Friday, 5 February 2016

Generics in Java – Part I

This article introduces the concepts of Generics and shows you examples of how to use it.

Abstract

Java 5 (JDK 1.5) introduced the concept of Generics or parameterized types. In this article, I introduce the concepts of Generics and show you examples of how to use it. In Part II, we will look at how Generics are actually implemented in Java and some issues with the use of Generics.

Issue of Type-Safety

Java is a strongly typed language. When programming with Java, at compile time, you expect to know if you pass a wrong type of parameter to a method. For instance, if you define:
Dog aDog = aBookReference; // ERROR
where, aBookReference is a reference of type Book, which is not related to Dog, you would get a compilation error.
Unfortunately though, when Java was introduced, this was not carried through fully into theCollections library. So, for instance, you can write:
Vector vec = new Vector();
vec.add("hello");
vec.add(new Dog());
…
There is no control on what type of object you place into the Vector. Consider the following example:
package com.agiledeveloper;

import java.util.ArrayList;
import java.util.Iterator;

public class Test
{
    public static void main(String[] args)
    {
        ArrayList list = new ArrayList();
        populateNumbers(list);

        int total = 0;
        Iterator iter = list.iterator();
        while(iter.hasNext())
        {
            total += ((Integer) (iter.next())).intValue();
        }

        System.out.println(total);
    }

    private static void populateNumbers(ArrayList list)
    {
        list.add(new Integer(1));
        list.add(new Integer(2));
    }
}
In the above program, I create an ArrayList, populate it with some Integer values, and then total the values by extracting the Integers out of the ArrayList.
The output from the above program is a value of 3, as you would expect.
Now, what if I change the populateNumbers() method as follows:
private static void populateNumbers(ArrayList list)
{
    list.add(new Integer(1));
    list.add(new Integer(2));
    list.add("hello");
}
I will not get any compilation errors. However, the program will not execute correctly. We will get the following runtime error:
Exception in thread "main" java.lang.ClassCastException: 
  java.lang.String at com.agiledeveloper.Test.main(Test.java:17)…
We did not quite have this type-safety with collections pre-Java-5.

What are Generics?

Back in the good old days when I used to program in C++, I enjoyed using a cool feature in C++ – templates.

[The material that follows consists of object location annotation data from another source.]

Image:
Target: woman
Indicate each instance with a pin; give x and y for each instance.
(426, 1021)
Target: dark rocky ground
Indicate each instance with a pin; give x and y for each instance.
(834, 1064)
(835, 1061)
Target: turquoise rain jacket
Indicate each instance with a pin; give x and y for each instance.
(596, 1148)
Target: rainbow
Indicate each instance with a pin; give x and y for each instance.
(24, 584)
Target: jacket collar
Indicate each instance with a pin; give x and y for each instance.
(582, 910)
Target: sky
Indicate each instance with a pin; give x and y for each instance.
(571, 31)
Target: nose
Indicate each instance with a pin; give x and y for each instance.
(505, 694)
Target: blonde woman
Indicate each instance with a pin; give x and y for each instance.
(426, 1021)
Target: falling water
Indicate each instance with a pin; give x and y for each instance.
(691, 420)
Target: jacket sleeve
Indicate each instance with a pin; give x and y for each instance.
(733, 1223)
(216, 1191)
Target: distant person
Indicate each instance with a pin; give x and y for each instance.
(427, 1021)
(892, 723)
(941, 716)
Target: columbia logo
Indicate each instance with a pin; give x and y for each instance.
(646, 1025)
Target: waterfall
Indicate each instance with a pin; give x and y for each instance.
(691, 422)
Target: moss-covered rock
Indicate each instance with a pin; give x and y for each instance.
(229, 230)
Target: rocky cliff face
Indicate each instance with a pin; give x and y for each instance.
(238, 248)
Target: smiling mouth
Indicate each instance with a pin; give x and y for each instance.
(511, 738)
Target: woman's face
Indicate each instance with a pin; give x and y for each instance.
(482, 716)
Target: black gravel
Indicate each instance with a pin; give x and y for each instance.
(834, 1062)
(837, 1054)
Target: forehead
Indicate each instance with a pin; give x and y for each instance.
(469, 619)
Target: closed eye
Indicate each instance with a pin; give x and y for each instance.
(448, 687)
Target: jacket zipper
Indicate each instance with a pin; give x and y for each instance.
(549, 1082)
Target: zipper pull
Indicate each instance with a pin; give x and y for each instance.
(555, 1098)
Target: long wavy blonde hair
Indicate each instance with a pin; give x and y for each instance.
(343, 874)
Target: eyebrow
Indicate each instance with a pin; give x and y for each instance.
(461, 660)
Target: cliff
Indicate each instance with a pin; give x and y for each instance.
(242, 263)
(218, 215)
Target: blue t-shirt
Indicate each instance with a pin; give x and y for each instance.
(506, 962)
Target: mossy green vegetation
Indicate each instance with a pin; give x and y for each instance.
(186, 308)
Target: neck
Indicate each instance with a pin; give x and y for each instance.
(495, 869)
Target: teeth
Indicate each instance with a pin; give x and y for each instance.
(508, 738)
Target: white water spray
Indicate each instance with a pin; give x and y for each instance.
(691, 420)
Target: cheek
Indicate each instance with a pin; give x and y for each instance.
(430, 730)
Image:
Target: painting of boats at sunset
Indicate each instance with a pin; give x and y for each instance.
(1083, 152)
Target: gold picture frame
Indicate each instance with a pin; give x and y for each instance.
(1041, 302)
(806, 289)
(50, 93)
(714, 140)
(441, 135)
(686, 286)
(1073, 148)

Templates give you type-safety while allowing you to write code that is general, that is, it is not specific to any particular type. While C++ templates is a very powerful concept, there are a few disadvantages with it. First, not all compilers support it well. Second, it is fairly complex that it takes quite an effort to get good at using it. Lastly, there are a number of idiosyncrasies in how you can use it that it starts hurting the head when you get fancy with it (this can be said generally about C++, but that is another story). When Java came out, most features in C++ that were complex, like templates and operator overloading, were avoided.
In Java 5, finally, it was decided to introduce Generics. Though Generics – the ability to write general or generic code which is independent of a particular type – is similar to templates in C++ in concept, there are a number of differences. For one, unlike C++ where different classes are generated for each parameterized type, in Java, there is only one class for each generic type, irrespective of how many different types you instantiated it with. There are, of course, certain problems as well in Java Generics, but that we will talk about in Part II. In this part I, we will focus on the good things.
The work of Generics in Java originated from a project called GJ1 (Generic Java) which started out as a language extension. This idea then went through the Java Community Process (JCP) as a JavaSpecification Request (JSR) 142.

Generic Type-Safety

Let’s start with a non-generic example we looked at to see how we can benefit from Generics. Let’s convert the code above to use Generics. The modified code is shown below:
package com.agiledeveloper;

import java.util.ArrayList;
import java.util.Iterator;

public class Test
{
    public static void main(String[] args)
    {
        ArrayList<Integer> list = new ArrayList<Integer>();
        populateNumbers(list);

        int total = 0;
        for(Integer val : list)
        {
           total = total + val;
        }

        System.out.println(total);
    }

    private static void populateNumbers(ArrayList<Integer> list)
    {
        list.add(new Integer(1));
        list.add(new Integer(2));
        list.add("hello");
    }
}
I am using ArrayList<Integer> instead of the ArrayList. Now, if I compile the code, I get a compilation error:
Test.java:26: cannot find symbol
symbol  : method add(java.lang.String)
location: class java.util.ArrayList<java.lang.Integer>
        list.add("hello");
            ^
1 error
The parameterized type of ArrayList provides the type-safety. “Making Java easier to type and easier to type,” was the slogan of the Generics contributors in Java.

Naming Conventions

In order to avoid confusion between the generic parameters and the real types in your code, you must follow a good naming convention. If you are following good Java conventions and software development practices, you would probably not be naming your classes with single letters. You would also be using mixed case with class names, starting with upper case. Here are some conventions to use for Generics:
  • Use the letter E for collection elements, like in the definition:
  • public class PriorityQueue<E> {…}
  • Use letters T, U, S, etc. for general types.

Writing Generic Classes

The syntax for writing a generic class is pretty simple. Here is an example of a generic class:
package com.agiledeveloper;

public class Pair<E>
{
    private E obj1;
    private E obj2;
    
    public Pair(E element1, E element2)
    {
        obj1 = element1;
        obj2 = element2;
    }
    
    public E getFirstObject() { return obj1; }
    public E getSecondObject() { return obj2; }
}
This class represents a pair of values of some generic type E. Let’s look at some examples of usage of this class:
// Good usage
Pair<Double> aPair = new Pair<Double>(new Double(1), new Double(2.2));
If we try to create an object with types that mismatch, we will get a compilation error. For instance, consider the following example:
// Wrong usage
Pair<Double> anotherPair = new Pair<Double>(new Integer(1), new Double(2.2));
Here, I am trying to send an instance of Integer and an instance of Double to an instance of Pair. However, this will result in a compilation error.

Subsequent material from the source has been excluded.